In other cases, OGC has opined that no common-law marriage would be recognized after a sojourn because one of the necessary elements was not satisfied. See, e.g., SSA OGC Opinion re: M. Bollett, Region IX (Jan. 28, 1986) (Hawaiian couple who alleged common-law marriage based on periodic sojourns in Pennsylvania not deemed married under common law because they failed to satisfy the intent pre-requisite—there was no evidence that the couple had any idea of entering into a common law marriage when they went to Pennsylvania); SSA OGC Opinion re: Common-Law Marriage -- Sojourn Doctrine -- Herbert O. Gustafson, Region IIX (Feb. 1, 1982) (a Wyoming couple alleged common-law marriage based on trips to Colorado not deemed married because “There is no evidence that any of such trips to Colorado were made for the purpose of changing their domicile or residence to that jurisdiction or contracting a common-law marriage while they were in that State, or that while there any agreement was ever made by them to become husband and wife, or that they ever thought that such was necessary to give their marriage any validity.”); SSA OGC Opinion re: Common-Law Marriage--Sojourn Doctrine-Supplement, Region IIX (May 12, 1981) (“We are unwilling to hold that a man and woman who travel from [Colorado] into a State that recognizes common-law marriages and cohabit for a few days are thereby deemed, in the eyes of the law, to be man and wife, unless there is shown a clear intent to enter into that status.”). We do not believe that reasoning would apply here because the claimant expressly intended to form a common-law marriage in Kansas, where his parents reportedly married.

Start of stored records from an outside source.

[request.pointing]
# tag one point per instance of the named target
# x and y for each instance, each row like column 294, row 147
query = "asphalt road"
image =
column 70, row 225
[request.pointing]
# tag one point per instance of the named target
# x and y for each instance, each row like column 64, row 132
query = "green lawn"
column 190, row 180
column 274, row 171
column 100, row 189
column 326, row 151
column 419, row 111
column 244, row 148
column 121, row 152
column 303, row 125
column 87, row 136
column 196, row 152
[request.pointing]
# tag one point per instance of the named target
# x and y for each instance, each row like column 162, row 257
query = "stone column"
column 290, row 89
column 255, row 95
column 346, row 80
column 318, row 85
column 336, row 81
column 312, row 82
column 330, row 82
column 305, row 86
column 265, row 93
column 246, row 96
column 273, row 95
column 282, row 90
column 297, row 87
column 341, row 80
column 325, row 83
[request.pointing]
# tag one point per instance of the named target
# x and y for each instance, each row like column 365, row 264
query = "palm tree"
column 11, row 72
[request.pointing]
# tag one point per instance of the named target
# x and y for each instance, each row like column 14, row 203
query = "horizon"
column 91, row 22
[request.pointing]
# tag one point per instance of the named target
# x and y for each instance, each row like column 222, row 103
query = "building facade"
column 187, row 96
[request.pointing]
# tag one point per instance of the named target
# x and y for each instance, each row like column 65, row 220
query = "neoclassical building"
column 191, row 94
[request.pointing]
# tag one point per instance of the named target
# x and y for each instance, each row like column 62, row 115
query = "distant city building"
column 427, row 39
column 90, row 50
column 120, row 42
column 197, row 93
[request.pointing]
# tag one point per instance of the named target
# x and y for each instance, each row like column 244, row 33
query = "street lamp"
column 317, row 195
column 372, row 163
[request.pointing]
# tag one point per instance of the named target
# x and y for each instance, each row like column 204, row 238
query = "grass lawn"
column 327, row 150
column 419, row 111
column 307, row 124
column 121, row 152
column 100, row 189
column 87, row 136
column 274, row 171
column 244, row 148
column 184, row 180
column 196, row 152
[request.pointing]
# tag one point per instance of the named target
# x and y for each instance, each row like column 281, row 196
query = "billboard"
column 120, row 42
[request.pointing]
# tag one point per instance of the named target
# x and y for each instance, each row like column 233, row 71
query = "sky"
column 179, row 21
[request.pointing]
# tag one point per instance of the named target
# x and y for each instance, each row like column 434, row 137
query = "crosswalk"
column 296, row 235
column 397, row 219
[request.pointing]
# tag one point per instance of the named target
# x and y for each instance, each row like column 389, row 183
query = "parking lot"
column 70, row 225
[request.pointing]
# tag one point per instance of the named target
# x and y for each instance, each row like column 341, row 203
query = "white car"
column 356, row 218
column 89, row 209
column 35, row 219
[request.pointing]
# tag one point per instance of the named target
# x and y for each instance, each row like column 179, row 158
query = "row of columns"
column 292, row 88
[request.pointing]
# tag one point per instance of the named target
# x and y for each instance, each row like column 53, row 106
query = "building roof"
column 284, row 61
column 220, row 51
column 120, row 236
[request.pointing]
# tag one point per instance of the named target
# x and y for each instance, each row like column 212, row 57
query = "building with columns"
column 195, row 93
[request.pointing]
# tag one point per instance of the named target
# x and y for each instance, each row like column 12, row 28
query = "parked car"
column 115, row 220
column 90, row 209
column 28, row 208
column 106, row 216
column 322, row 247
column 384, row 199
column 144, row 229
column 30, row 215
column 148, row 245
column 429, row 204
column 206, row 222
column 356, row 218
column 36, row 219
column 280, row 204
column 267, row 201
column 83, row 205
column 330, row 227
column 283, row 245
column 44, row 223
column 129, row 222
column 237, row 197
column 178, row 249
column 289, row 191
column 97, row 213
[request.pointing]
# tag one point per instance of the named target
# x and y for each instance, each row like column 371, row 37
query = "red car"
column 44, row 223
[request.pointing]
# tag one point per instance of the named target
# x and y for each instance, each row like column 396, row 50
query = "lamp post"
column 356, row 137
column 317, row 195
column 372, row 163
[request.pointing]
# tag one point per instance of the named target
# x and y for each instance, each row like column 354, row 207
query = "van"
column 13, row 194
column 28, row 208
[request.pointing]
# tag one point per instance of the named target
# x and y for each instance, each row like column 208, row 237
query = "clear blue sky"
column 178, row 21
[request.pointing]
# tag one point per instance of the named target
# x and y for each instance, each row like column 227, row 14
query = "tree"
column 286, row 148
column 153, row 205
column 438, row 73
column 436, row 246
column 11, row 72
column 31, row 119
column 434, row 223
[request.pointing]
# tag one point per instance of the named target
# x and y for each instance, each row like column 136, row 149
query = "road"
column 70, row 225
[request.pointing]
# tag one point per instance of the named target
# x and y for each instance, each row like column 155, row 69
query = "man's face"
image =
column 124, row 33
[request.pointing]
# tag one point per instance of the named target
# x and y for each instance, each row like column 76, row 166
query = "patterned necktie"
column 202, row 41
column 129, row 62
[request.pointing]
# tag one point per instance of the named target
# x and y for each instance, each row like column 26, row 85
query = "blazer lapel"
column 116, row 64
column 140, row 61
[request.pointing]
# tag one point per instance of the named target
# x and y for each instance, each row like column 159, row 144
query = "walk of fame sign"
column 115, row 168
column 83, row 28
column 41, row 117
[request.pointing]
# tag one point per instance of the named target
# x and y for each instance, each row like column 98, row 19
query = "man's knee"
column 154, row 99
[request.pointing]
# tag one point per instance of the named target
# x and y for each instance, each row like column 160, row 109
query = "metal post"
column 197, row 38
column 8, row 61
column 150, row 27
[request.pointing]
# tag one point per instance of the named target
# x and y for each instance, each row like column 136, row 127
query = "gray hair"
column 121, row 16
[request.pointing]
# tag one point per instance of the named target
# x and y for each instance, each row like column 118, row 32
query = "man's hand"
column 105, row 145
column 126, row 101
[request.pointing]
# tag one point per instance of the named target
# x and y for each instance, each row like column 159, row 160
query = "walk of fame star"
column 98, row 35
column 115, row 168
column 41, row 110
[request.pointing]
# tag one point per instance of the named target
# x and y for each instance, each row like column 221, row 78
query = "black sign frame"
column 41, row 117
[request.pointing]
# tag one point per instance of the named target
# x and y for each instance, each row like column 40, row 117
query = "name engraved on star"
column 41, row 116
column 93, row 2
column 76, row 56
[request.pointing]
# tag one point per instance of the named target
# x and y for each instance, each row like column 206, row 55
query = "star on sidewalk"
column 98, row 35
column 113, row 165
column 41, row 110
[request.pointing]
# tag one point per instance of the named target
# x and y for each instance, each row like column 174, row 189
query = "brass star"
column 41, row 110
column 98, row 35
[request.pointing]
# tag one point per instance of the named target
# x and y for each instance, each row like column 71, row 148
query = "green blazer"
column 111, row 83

Although there is some uncertainty in the law, we believe a Massachusetts court would recognize as valid the couple’s alleged common-law marriage if the claimant produces more evidence to support his claim. Specifically, the agency should request additional evidence to show a present agreement to be married in Kansas and evidence that the couple held themselves out as a married couple during their stay in the state. Since both the husband and wife are alive, the preferred evidence of a common-law marriage would be their signed statements and those of two blood relatives. 20 C.F.R. § 404.726(a). If the claimant and the insured can provide such evidence, we believe there would be sufficient proof of a valid common-law marriage in Kansas, such that a Massachusetts court would recognize the marriage and the claimant would be entitled to spousal benefits under the Act.